# How to level a hot tub



## TS3660 (Mar 4, 2008)

I am about to set my octagon shaped hot tub onto a patio that has a slight pitch to it. Here's what I am thinking. First, level onto 4 x 4 blocks & wedges in 4 places so I can get a lift bar under it later. Then measure in several places from the bottom of the frame to the patio. Subtract 3" from all these measurements to account for the 4 x 4 minus 3/4". Then proceed to make boards out of Trex to fit the slope of the patio while making the hot tub level. Then lift the tub with a bar and fulcrum until it is off the 4 x 4's one at a time and slip the custom tapered Trex under the tub and let it down. So when it's all done, the tub bottom, at the lowest point, will be about 3/4" off the patio sitting on Trex. The highest point will be whatever it takes to make the tub level. I'm hoping not more than an inch. I could just simply put blocking out of Trex in strategic places but I want the bottom to be closed so no snakes, mice, toads, etc. can get under the tub. The center of the tub will need some support too in a few places. This is where I'll just put a snug fitting block here & there. The tub is about 8' across. Does this sound like a good plan or is there a better way?


----------



## Deanr (Jul 29, 2011)

Why wouldn't you have the frame in place and leveled before you set the tub?


----------



## TS3660 (Mar 4, 2008)

I could do that too I guess. I just thought it would be more accurate this way. But maybe you're right.


----------



## GeorgeC (Jul 30, 2008)

Deanr said:


> Why wouldn't you have the frame in place and leveled before you set the tub?



No, No. That is cheating. That is putting the horse in front of the caret.

George


----------



## Steve Neul (Sep 2, 2011)

Leveling the tub shouldn't be your main concern. When filled the hot tub will be very heavy. Is there enough support under the deck to hold it? You may have to add several additional piers. Once the deck is secure you might make a upper level deck over the existing one and make that one level. It wouldn't have to be more than a few inches over the other deck.


----------



## TS3660 (Mar 4, 2008)

It's on pavers, not a deck.


----------



## woodnthings (Jan 24, 2009)

*level the pavers?*



TS3660 said:


> It's on pavers, not a deck.



How much work would it be to just level the pavers? First thought I had was a bed of sand and mortar and screed it off level. If the bottom is flat across then it will be uniformly supported. IF NOT, then you need to support it at the places it contacts the pavers.


----------



## Improv (Aug 13, 2008)

If the pavers are next to the house, sloped away from the house, and you have a basement in that area, then you should keep the pavers as they are apply your initial plan of just trynig to level the tub. Leveling the pavers may drain water back toward your house.

Regards,
Steve


----------



## Steve Neul (Sep 2, 2011)

OK I missed the pavers. Still they are very prone to settling so if the hot tub is a permanent addition you might consider taking them up in the area were the tub is and pour a slab and make the slab level.


----------



## unclefester (Aug 23, 2013)

How much out of level? An inch or two probably doesn't matter.

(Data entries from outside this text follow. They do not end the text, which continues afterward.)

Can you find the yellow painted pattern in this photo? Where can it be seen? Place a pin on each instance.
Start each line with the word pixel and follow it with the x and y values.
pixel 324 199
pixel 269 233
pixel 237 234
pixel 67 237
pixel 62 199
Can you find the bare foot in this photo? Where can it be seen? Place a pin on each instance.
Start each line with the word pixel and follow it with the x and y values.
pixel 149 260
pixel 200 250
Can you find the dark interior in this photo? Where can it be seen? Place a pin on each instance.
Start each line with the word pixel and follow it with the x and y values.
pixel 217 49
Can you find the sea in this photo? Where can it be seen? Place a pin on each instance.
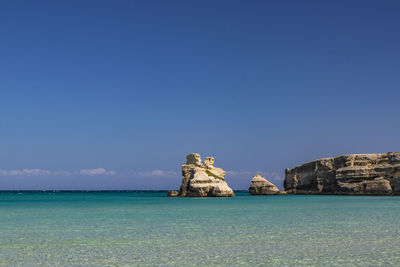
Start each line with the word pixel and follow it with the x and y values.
pixel 146 228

I live up north and have to deal with frost heave. I have an 800 lb generator on pavers and they have settled 1/2". I have an 8'x8' hot tub on a wood deck. It's sitting on wood framework supported by five 4'-0" deep concrete piers. Depth of piers to get below frost line.

Wood decks were already in place. Putting a slab underneath is easier than what I went through.


----------



## tinstar (Mar 5, 2014)

Keep in mind that the weight of the water will be about 12,000 lbs, assuming its 3' deep and 8' square.


----------



## TS3660 (Mar 4, 2008)

The hot tub holds 500 gallons of water, weighs 800 lbs. empty and 4800 lbs full. The pavers aren't laid yet. I am having them laid by a pro. The plan is to lay the pavers, then as long as he is there and has the equipment, have him move the HT with his fork lift onto the new pavers. That's one reason why in my initial post I was talking about building the frame after the HT is in place. I can't build a frame before the pavers are there because I won't know the precise slope until they are. And I won't have enough time to build a frame between the time the pavers are done and the time the contractor will want to move the HT. An option in order to build the frame before the HT is moved, is to have someone else move it after I build a frame for it. And I'm sure that won't be cheap. I also thought about getting about 8 or 10 friends to hand carry the thing onto the pavers later and that is still an option. But that sucker is awkward and heavy. If just one guy loses his grip or balance, it could spell disaster for the whole crew. Somebody could get hurt really bad.


----------



## tinstar (Mar 5, 2014)

I would pour a level concrete slab before the pavers get there.


----------



## BaldEagle2012 (Jan 25, 2012)

tinstar said:


> I would pour a level concrete slab before the pavers get there.


+1.....


----------



## TS3660 (Mar 4, 2008)

The problem with pouring a slab is that the HT is old and at some point will most likely either be replaced or eliminated. Then what would I do with the slab that is surrounded by a nice paver patio?


----------



## woodnthings (Jan 24, 2009)

*Ok, then*

Get some 3/4" or 1" hose or tubing and join the ends with a coupler or wooden plug forming a large circular ring, just under your 8ft diameter.
Fill the interior with sand and level it off.
Now lift or carry your HT over it and center it on the ring of tubing.
It should be level and the sand should sty put. 
If you have paver bedding that would be better.

:blink:


----------



## TS3660 (Mar 4, 2008)

Not a bad idea. But that idea has me thinking of yet another idea. If I put shims & blocks in 6 or 8 places under the tub to level it, then do your hose idea to fill in between the blocks. That would close off the bottom to critters. But there's got to be a better product than a hose to do that. It has to not stick to the pavers because at a later date, there may be a different size HT or no HT.


----------



## woodnthings (Jan 24, 2009)

*netter than a hose?*



TS3660 said:


> Not a bad idea. But that idea has me thinking of yet another idea. If I put shims & blocks in 6 or 8 places under the tub to level it, then do your hose idea to fill in between the blocks. That would close off the bottom to critters. But there's got to be a better product than a hose to do that. It has to not stick to the pavers because at a later date, there may be a different size HT or no HT.



The hose or tubing will compress if need be. It is waterproof. It won't rot. It is easily form into a ring. It has no disadvantages I can come up with... Oh Yah, it's also cheap.


----------